Every normal subgroup of a solvable group must have an abelian subgroup which is normal in G. Let G be a solvable group, and let H be a nontrivial normal subgroup of G. Prove that there exists a nontrivial subgroup A of H that is Abelian and normal in G.
Actually this problem is from DF. It was answered here by Derived series. But before this problem DF did not introduce Derived series. So It must have another way to prove.

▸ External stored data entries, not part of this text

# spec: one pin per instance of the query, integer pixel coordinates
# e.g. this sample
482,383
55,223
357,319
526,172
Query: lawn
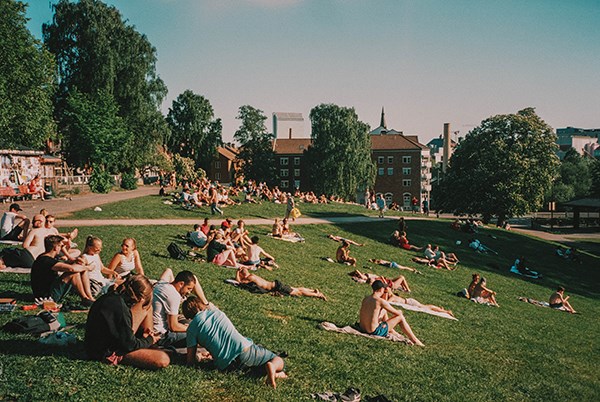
515,352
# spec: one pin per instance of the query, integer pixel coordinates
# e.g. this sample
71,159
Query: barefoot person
244,276
374,315
212,329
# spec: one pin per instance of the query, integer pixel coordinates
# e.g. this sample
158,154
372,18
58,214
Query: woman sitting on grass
127,260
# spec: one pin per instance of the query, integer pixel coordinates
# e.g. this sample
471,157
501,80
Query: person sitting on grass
45,279
374,318
115,319
398,283
482,294
342,254
558,300
213,330
244,276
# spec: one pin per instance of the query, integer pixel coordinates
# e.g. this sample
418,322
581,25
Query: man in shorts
374,315
212,329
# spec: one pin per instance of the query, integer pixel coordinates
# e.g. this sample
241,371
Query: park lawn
515,352
152,207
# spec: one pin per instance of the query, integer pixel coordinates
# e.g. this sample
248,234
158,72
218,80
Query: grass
516,352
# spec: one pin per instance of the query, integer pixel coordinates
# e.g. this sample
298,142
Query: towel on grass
423,309
328,326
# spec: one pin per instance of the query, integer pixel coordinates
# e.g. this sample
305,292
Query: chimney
446,155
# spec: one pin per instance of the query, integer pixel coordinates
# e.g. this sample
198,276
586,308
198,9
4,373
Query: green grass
152,207
515,352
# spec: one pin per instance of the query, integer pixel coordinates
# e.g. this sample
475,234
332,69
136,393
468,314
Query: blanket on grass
348,329
423,309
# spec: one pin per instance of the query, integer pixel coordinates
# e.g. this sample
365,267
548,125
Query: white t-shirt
165,302
8,223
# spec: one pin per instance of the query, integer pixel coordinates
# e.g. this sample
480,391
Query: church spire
382,122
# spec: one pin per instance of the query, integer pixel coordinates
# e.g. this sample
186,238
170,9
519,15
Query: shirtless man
244,276
374,315
558,300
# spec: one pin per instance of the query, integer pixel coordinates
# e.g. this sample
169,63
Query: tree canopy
27,82
256,153
502,167
340,154
98,52
194,133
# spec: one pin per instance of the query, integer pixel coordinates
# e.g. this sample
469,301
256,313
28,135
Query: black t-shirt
42,275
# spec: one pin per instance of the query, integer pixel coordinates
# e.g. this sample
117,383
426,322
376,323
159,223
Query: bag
33,324
176,252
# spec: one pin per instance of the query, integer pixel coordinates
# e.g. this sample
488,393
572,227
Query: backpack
32,324
176,252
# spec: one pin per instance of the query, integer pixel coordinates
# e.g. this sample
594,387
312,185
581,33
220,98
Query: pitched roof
291,145
395,141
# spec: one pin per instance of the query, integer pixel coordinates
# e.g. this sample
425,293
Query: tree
256,155
340,155
27,82
194,133
501,168
96,51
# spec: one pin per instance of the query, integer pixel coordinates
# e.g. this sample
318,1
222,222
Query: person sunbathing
398,283
558,300
244,276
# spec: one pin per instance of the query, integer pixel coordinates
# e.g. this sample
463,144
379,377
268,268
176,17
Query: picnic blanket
348,329
423,309
292,238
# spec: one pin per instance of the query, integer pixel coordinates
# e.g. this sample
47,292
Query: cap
378,284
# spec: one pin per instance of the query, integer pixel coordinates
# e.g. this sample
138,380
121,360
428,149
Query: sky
427,62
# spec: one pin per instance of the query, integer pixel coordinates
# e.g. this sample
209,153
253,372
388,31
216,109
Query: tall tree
194,133
256,154
340,155
96,51
27,82
501,167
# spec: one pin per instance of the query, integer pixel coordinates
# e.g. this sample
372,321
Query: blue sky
426,61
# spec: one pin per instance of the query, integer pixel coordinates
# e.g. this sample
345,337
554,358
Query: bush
128,181
101,181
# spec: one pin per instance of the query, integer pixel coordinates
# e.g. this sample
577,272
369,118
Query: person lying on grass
558,300
213,330
115,319
374,319
342,254
392,264
398,283
244,276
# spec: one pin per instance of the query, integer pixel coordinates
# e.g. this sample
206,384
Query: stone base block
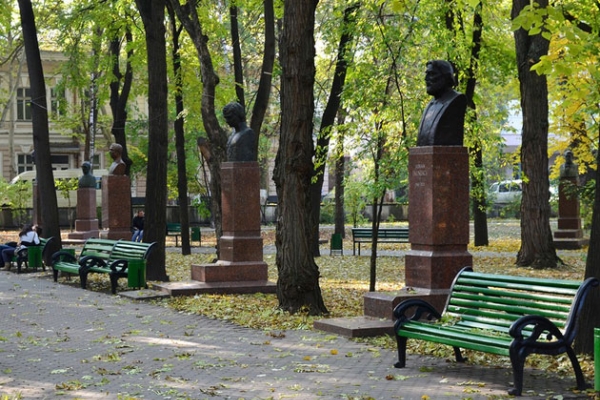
382,304
116,234
238,249
223,271
434,269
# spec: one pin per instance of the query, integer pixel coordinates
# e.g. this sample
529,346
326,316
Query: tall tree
329,117
153,16
39,116
298,278
120,87
178,126
537,248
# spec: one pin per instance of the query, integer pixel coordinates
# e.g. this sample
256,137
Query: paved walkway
58,341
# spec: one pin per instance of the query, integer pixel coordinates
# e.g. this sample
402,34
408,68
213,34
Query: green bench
384,235
107,256
499,314
174,229
36,256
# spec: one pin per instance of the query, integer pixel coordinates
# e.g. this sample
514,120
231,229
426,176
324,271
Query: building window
24,163
24,104
60,161
57,102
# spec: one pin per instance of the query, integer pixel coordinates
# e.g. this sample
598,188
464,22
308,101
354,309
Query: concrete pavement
59,341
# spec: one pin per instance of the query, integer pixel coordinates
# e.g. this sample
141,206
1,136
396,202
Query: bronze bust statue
442,123
118,166
240,145
569,168
87,180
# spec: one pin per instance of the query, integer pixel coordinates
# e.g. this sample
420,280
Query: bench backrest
391,233
131,250
494,302
98,247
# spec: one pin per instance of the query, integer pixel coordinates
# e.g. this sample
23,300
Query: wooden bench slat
500,314
103,256
509,304
384,235
466,290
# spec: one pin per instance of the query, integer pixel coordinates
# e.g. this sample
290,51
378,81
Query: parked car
506,192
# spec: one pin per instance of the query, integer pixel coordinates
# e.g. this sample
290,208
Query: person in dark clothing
138,227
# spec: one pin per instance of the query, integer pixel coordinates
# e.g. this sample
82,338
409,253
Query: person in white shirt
27,237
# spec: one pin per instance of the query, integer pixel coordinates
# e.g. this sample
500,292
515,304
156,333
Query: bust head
118,166
115,150
439,77
87,179
234,114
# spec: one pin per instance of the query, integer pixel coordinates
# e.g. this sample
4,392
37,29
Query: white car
506,192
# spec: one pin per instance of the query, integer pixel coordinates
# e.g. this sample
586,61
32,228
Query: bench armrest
529,328
63,256
90,261
422,310
118,266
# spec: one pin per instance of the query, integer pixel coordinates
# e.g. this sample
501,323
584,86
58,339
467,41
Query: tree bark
41,132
178,127
266,77
328,120
298,280
477,179
153,15
589,318
120,88
537,248
216,135
237,56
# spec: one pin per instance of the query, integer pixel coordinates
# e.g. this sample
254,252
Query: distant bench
174,229
21,256
107,256
507,315
385,235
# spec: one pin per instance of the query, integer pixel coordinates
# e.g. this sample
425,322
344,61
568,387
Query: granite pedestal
240,263
86,224
569,235
116,207
438,216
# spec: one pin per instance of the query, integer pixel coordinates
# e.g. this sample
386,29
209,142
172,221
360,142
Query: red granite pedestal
438,216
116,207
86,224
569,235
240,268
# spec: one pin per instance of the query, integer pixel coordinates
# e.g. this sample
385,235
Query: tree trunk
263,92
238,70
537,248
589,318
216,135
153,14
298,280
178,127
477,178
328,120
120,88
41,133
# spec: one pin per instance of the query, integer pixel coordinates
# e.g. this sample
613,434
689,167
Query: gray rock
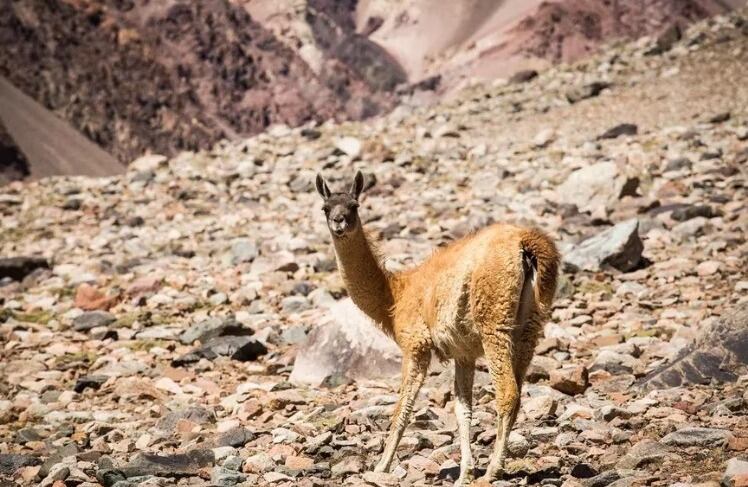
619,130
692,211
10,462
614,362
619,247
242,348
609,413
93,319
646,452
706,437
213,327
195,414
223,477
294,334
89,382
177,465
602,480
523,76
243,250
295,304
596,187
58,472
236,437
736,473
233,462
16,268
350,346
718,354
588,90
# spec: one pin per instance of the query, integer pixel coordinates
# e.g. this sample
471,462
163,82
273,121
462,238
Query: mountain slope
143,76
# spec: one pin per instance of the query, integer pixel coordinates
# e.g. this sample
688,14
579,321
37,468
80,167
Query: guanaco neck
369,285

Can anyone prove?
 A: Since derived series cannot be used, I assume that an equivalent definition of a solvable subgroup is used: a group $G$ is called solvable if it has a normal series $1 = G_0 < G_1 \dots < G_n = G$ (that is, all subgroups $G_i$ are normal in $G$) such that all factor groups $G_i/G_{i-1}$ are abelian, $i = 1, 2,\dots, n$. Let now $H$ be a nontrivial normal subgroup in $G$. Let $i$ be the maximal possible integer such that $H \cap G_i = 1$. Notice that $i < n$ since $H$ is non-trivial. Then $A= H \cap G_{i+1}$ is a nontrivial subgroup, and, being the intersection of two normal subgroups, it is normal in $G$. Also, the image of $A$ in the abelian factor group $G_{i+1}/G_i$ is isomorphic to $A/(A\cap G_i) \simeq A/1 \simeq A$. Hence $A$ is isomorphic to a subgroup of an abelian group $G_{i+1}/G_i$ and is therefore abelian. 
My answer would perhaps be more precise and useful if I knew what specific definition (of several equivalent definitions used) of solvable groups is used in your question.